I remember a taxi ride I took in Mumbai in India in 2005. I was having a conversation with the driver about the British rule of India. He had some really interesting opinions. He joked that “50% of Indians think the British left India 50 years too late, the other 50% think they left 50 years too early”.
Can you imagine what India might be like if it was run by the UK until this year? From my perspective I think it might be in a better position domestically but Britain would never have allowed to acquire such geopolitical significance.
So, how would I run a country? It’s about numerous factors and people coming together. Lots of them are already there, community groups, religious figures, NGOs, other countries’ interests, businesses but they lack any central direction. It’s about balancing the infrastructure of the state with strong investment action on a local level. Quite simply it’s about not buying guns and building a hydroelectric plant with your IMF loan instead.
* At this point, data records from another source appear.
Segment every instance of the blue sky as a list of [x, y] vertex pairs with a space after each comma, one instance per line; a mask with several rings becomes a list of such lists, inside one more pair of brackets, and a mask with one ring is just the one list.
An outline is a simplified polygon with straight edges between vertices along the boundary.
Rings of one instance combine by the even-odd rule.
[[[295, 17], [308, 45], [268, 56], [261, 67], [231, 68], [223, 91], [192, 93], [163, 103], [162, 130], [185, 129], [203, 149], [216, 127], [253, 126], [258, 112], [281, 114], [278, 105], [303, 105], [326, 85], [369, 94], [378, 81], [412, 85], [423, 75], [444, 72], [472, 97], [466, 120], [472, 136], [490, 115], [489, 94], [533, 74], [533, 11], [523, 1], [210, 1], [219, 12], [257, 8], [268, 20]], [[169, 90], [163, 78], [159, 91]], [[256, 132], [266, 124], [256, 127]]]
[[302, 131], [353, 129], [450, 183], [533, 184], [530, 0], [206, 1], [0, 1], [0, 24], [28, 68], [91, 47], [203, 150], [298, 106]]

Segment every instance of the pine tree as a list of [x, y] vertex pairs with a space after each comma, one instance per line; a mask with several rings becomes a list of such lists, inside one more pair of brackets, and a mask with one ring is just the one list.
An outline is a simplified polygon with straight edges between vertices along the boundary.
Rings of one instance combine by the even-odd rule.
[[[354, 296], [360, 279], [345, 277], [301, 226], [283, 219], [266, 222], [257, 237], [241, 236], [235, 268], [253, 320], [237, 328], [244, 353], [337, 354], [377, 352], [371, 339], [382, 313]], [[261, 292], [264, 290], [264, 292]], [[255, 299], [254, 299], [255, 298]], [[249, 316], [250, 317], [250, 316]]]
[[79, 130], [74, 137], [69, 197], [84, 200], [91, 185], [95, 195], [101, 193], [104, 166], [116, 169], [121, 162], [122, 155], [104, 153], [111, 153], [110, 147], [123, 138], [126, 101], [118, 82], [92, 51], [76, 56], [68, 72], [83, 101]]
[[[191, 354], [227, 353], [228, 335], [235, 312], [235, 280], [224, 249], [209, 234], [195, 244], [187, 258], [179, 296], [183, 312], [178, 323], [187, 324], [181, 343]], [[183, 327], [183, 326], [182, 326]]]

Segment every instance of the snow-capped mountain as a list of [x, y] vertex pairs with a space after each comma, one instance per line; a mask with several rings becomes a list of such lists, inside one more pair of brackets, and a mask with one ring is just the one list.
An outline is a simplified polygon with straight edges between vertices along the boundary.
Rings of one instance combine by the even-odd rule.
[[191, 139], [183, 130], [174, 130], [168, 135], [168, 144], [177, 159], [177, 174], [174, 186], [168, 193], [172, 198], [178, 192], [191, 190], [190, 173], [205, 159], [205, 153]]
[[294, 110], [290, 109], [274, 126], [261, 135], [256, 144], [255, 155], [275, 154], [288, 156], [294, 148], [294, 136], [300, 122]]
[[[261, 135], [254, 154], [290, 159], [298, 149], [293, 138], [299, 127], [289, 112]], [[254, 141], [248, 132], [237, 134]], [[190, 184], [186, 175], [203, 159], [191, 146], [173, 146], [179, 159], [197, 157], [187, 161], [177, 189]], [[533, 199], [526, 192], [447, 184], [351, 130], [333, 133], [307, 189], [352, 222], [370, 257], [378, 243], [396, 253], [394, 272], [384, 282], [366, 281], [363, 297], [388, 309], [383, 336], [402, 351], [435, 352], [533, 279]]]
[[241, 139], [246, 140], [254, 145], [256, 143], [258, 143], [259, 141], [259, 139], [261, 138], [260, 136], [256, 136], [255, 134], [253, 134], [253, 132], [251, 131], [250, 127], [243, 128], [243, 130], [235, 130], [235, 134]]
It’s about not building yourself a palace and having champagne imported and spending the money on training nurses instead. It’s about forfeiting your individual embassies in other countries and sharing them with your neighbours and spending the cash on paying school teachers and having unemployment benefits instead. It seems simple right? It’s about subsidising mobile phones and investing in the infrastructure so your people can talk to each other and you can can talk to them. It’s about letting people own the land they live on and sell it as they wish. It’s about lowering taxes on people who earn less than a dollar a day (the fact they are taxed at all is madness). It’s about letting your people grow the crops they need to survive rather than growing the ones the Global North wants. It’s about having a centrally run government funded HIV/AIDS programme that coordinates NGO and WHO efforts for a single, unified approach.
These seem so simple but that’s the problem, the approach of the Global North for so long has been that we assume that developing countries are doing this already or have tried it, and it hasn’t worked.